If at any point during the LEED certification process something is unclear, the project team can submit a Credit Interpretation Request (CIR) to receive technical and administrative guidance from the GBCI.
Here is some general information regarding Credit Interpretation Requests that you need to know for the exam:
- CIRs can be submitted anytime after a project is registered.
- People on the project team are the ones who decide when a CIR is needed, not the GBCI.
- CIRs can only be submitted by project teams associated with a registered project.
- The entire CIR process is done through LEED-Online.
Next, here is a list of specific information regarding the CIR that you also need to know:
- $220 per CIR that is submited. (Yes – two hundred and twenty USD)

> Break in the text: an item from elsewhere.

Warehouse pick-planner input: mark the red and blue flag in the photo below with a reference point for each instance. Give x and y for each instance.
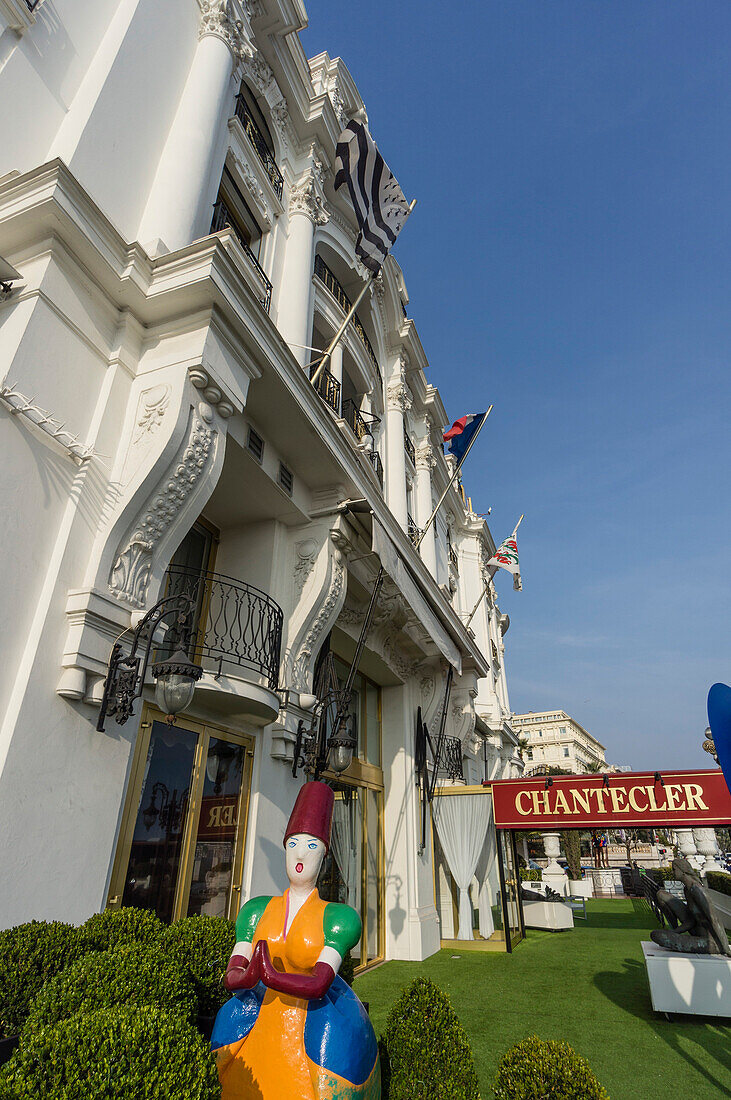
(462, 433)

- Each submitted CIR should only address a clarification request for one specific LEED requirement
- The CIR submittal package must include only the essential project strategy and background.

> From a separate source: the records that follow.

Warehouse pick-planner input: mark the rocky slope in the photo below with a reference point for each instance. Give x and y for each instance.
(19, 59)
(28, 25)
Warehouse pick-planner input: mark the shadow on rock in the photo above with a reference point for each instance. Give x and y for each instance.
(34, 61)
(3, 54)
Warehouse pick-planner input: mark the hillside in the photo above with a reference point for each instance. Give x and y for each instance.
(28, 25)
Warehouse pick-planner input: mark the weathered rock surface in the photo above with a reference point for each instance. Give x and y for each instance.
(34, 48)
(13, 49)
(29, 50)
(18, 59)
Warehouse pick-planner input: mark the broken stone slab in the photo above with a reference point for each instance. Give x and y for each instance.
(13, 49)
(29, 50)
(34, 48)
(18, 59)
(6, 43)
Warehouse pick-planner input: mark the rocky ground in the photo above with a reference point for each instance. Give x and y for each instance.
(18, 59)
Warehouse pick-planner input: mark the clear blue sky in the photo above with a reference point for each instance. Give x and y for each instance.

- It should NOT be formatted as a letter. 600 words maximum.
- It should NOT include any confidential project info.
- It should NOT state the credit name or contact information. This is already known because it’s done via LEED-Online, which has this information already.
- It should NOT include any attachments
- CIRs NEVER awards points or guarantee that points will be awarded for credits where CIRs are submitted for.
Now, for ALL RATING SYSTEMS, which includes the older rating systems: All CIR rulings that are responses to requests submitted after June 26th, 2009 will be project specific. This means that when a project team asks the GBCI for clarification using a CIR, their answer only pertains to that particular credit for that particular project at that particular time.
Furthermore, this means that rulings are not precedent setting and will not apply to any projects other than the one it was submitted for, even if it was the same type of project, or a request by the same project team.
In addition, the CIR ruling database that was created for project certification under the older rating systems (LEED NCv2.2, for example) cannot be used or referred to for projects certifying under LEED v3.